Cork

木灘日記

日記を書きます。

姉とハム

f:id:DeepWeater:20190127041156j:plain

姉からハムが届いた。大手ではない地方メーカーのちょっと気の利いた折詰だ。

なぜ姉がハムを贈る気になったのかは分からない。たぶん、僕が正月に甥っ子たちにお年玉をあげたからのような気がするが、小学生にもなっていない甥二人に渡した金額は決して多くない。どうもかなりペイしてしまっているような気がする。

僕には二人の姉がいる。上の姉は結婚して子供を二人産み、こうして僕にハムを贈ってくれている。下の姉は何年も前に死んでしまったが、今でも時々夢に見る。
僕はどちらの姉のことも愛しているが、彼女たちがどう思っているのかは知らない。昔から僕は彼女たちから様々な施しを受けて生きてきた。

例えば僕は自分自身の身なりに気を使えない人間で、滅多に服を買ったりしない。そんな僕に度々服を買い与えてくれたのは姉たちだった。もちろん服だけではない。大学に進学して貧しい一人暮らしをしていた頃などは彼女たちのおかげでなんとか生活が成り立つような時もあった。食料や日用品に書籍の類、iPod nanoや時には現金、色々な物を貰った。

上の姉から貰ったiPod nanoは大学を卒業して仕事を始めるようになってからも使い続け、ある日洗濯機に衣服ごと巻き込まれるという不幸な事故によってお亡くなりになるまでは愛用し続けていた。
と、過去形で言いつつ、僕は実のところ今もiPod nanoを使っている。洗濯機事件によって生活から音楽を奪われ意気消沈していた僕を哀れに思った姉が、その年の誕生日に再び同じ型のものを贈ってくれたのだ。嗚呼、なんて甘やかされっぷりだろう。

その時点で愛用のiPod nanoは何世代も先が発売された型落ちで、店頭からはとっくに消え去っていたが、姉は海外のオークションでわざわざ同じ型のものを探してくれたらしい。
携帯を持っていくような外出のときには必ず持って出るくらい欠かせないものだが、最近少し電池の持ちが悪くなってきた気がする。これで皇牙サキを聴いたりしている。

下の姉から貰ったもので一番印象に残っているのは現金だ。忘れもしない、金額にして5万円。貧乏学生にとっては大変な大金である。とはいえ別に現金を貰えたのが嬉しくて記憶に残っていると言っているわけじゃない。いや、もちろん金を貰うと嬉しい。金は全ての源だ。僕はいつだって金がほしいと思っている。いい年こいて一昨年に気まぐれを起こした両親からお年玉を貰って喜び、去年貰えなくてちょっと不満を覚えるくらいには金に執着がある。

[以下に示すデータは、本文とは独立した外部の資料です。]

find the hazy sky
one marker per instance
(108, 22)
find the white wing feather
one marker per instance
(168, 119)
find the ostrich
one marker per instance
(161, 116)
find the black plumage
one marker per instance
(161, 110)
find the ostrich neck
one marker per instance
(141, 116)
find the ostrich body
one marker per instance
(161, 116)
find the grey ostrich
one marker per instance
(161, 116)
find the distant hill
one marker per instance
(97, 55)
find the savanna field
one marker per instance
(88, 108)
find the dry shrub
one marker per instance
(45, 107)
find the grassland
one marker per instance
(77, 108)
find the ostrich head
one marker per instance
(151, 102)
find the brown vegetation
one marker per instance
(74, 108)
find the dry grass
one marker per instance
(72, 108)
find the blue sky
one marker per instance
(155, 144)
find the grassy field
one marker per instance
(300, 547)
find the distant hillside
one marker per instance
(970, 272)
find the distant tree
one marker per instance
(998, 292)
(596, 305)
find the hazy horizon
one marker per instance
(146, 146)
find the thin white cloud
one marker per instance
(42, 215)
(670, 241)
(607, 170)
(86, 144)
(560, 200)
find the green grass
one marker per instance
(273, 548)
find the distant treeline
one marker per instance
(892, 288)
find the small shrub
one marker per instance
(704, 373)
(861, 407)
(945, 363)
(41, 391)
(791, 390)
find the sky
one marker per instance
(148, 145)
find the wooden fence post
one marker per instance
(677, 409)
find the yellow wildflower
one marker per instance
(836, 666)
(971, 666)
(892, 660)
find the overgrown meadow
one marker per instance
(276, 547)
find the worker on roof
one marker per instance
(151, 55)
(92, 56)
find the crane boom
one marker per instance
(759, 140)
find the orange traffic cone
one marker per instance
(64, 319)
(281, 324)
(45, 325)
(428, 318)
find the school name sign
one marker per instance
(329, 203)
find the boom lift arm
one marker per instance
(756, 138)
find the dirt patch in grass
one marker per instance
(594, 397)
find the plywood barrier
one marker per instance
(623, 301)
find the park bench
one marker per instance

例えば出勤途中に10万円を拾ったとしよう。その日の僕は一日精神と肉体に活力がみなぎり、つまらない仕事もテキパキとこなすだろう。そして定時間際に上司から発せられる「ちょっと悪いんだけどさ」と申し訳なさの欠片も感じられない残業要請に対しても福沢諭吉の威光(オーラ)に包まれた黄金の精神と現実的な金銭の充実により獲得した黒人並みのフィジカルによってバシッと断ることが出来たりする。

だが、下の姉から貰った現金は、今の僕にとってそういった即物的なありがたみとは別の意味を持ってしまっている。

下の姉は心優しく、繊細で傷つきやすい心の持ち主だった。肉食を嫌い、打算的な人間を嫌い、自分の精神の中心に確固たる軸を持って人生を生きられない自分を嫌っていた。彼女は大学卒業後、就職をしなかった。就職をする代わりに頻繁に海外へ渡った。
日本にいるあいだはなにかに追い立てられるように複数のアルバイトを掛け持ち、朝も夜も働いていた。5万円はそんな海外渡航とアルバイトに明け暮れていた頃の姉に貰ったものだった。

その当時も金額の大きさに驚きと感謝の念を抱き、いつか何かしらの形できっと恩返しをしなければと思った。けれど、そうする前に彼女は死んでしまった。恩を返すことが出来ず、そして今の僕は当時の彼女にとって金というものがどういった意味を持つものだったのか考えられるようになった。

金は彼女にとって自分を苦しめる様々な事柄から、物質的にも精神的にも自身を遠ざけてくれる翼だった。愚かな学生だった僕は、彼女が自分の背からむしり取った翼の一部を己の俗物的な生活の糧として迷いなく消費したのだ。

彼女はもういない。5万円分の何かを返す機会は失われてしまった。それ以外にも沢山のものを返さなければならなかったというのに。

僕は今でも時々彼女の夢を見る。上の姉は彼女が死んでから子供を産んだ。その子には彼女の名前の一字が使われている。

さて、ハムのお返しには何を贈ればいいのだろうか。